Vous venez d’inaugurer votre manufacture d’habillage et vous avez aussi ouvert les portes de votre manufacture de mouvements à quelques VIP, que vous apporte cette verticalisation ?
La création de notre pôle habillage respecte en fait une logique de verticalisation entamée il y a une décennie car Bvlgari fabrique en effet ses boîtiers, ses cadrans et ses mouvements depuis des années. Nos unités de production s’étendaient sur cinq sites et nécessitaient une certaine rationalisation. Nous avons déjà fusionné notre pôle d’expertise horlogère de la Chaux-de-Fonds avec notre fabrique de mouvements du Sentier, en y construisant un centre de mouvements polyvalent permettant beaucoup plus de flexibilité et de réactivité. Cela permet de produire ce qui est demandé et pas seulement ce qui est prévu, et donc d’éviter les stocks et de réaliser des gains colossaux car nos temps de réapprovisionnement sont passés de huit à trois mois. Nos assembleurs passent ainsi d’une simple Solotempo 3 aiguilles à des pièces plus compliquées avec ou sans tourbillon. Les grandes sonneries restent bien sûr l’apanage de trois maîtres horlogers experts. La même réflexion s’applique donc à notre nouveau pôle d’habillage car il existe également des synergies dans la fabrication de cadrans et de boîtiers, comme par exemple leur polissage ou leur usinage, même si ces deux métiers sont nés de manière indépendante chez Bvlgari. C’est doublement vertueux car non seulement les clients en profitent mais également le personnel dont l’expertise évolue et le parcours de carrière peut s’élargir, ce qui n’est pas toujours le cas dans une entreprise de taille moyenne.

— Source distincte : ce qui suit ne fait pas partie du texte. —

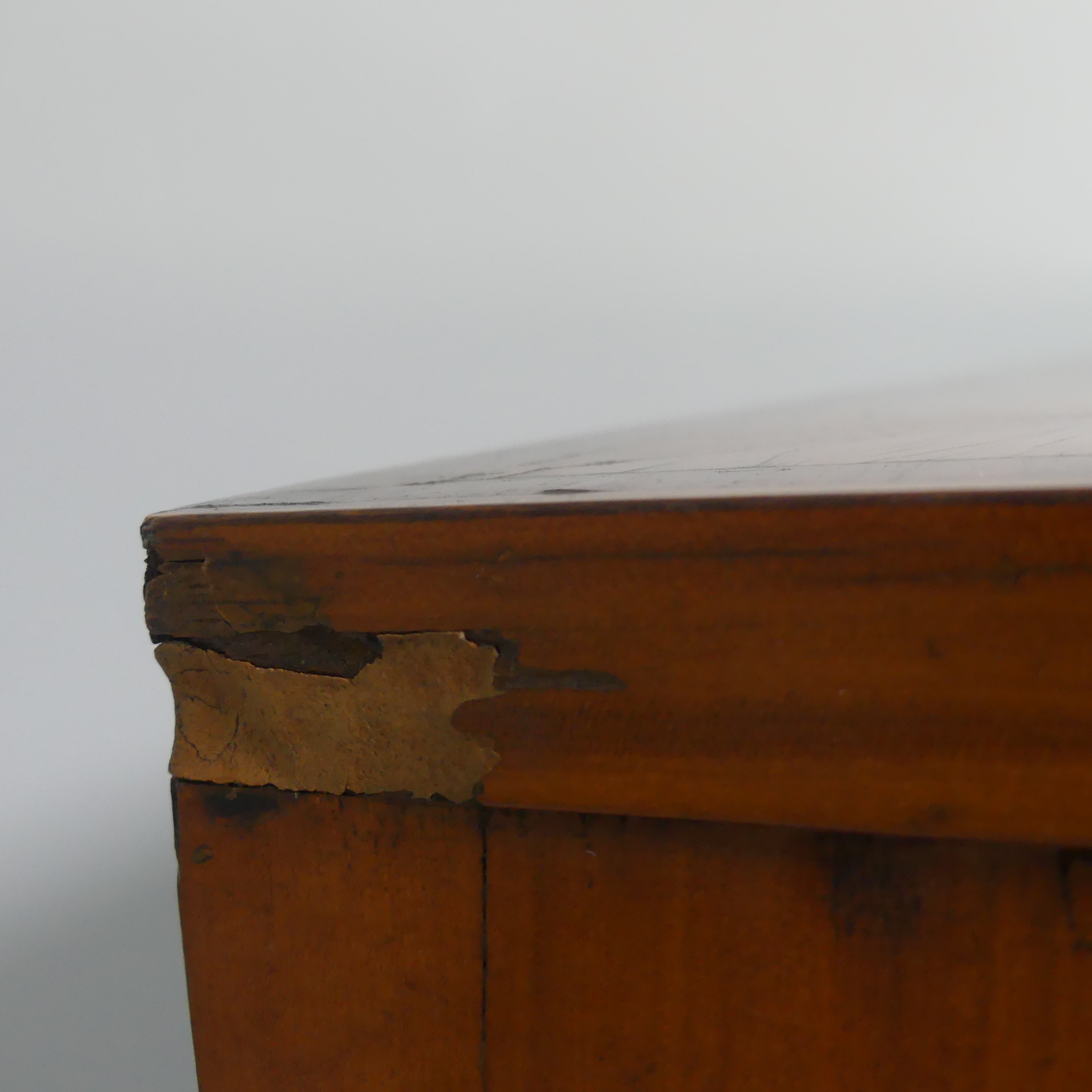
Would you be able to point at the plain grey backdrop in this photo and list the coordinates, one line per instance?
(244, 244)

Les cinq records du monde de finesse affichés par Bvlgari en quelques années commencent-ils à porter leurs fruits en termes d’image auprès des clients finaux ?

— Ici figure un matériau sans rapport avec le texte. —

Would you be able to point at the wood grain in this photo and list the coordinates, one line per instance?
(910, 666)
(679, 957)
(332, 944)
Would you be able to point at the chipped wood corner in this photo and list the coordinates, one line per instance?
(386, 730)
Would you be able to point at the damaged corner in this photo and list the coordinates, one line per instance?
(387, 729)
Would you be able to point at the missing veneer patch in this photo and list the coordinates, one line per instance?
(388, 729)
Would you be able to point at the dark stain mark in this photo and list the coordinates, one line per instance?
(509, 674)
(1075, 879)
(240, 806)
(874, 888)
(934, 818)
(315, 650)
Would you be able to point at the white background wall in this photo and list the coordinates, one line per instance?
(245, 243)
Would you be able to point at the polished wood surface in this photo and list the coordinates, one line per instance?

On le constate clairement, que ce soit à travers nos détaillants qui nous accordent plus de considération et par une demande accrue pour nos montres masculines. En parallèle, cette reconnaissance du savoir-faire horloger renforce également l’intérêt pour nos montres dames. Les clientes apprécient d’avoir une montre conçue pour elles par une vraie marque horlogère et haut de gamme, ce qui explique pourquoi Bvlgari parvient à se développer malgré les difficultés rencontrées actuellement par le marché.
Votre hôtel Bvlgari de Dubaï accueille en janvier un événement horloger LVMH, est-ce important pour vous ?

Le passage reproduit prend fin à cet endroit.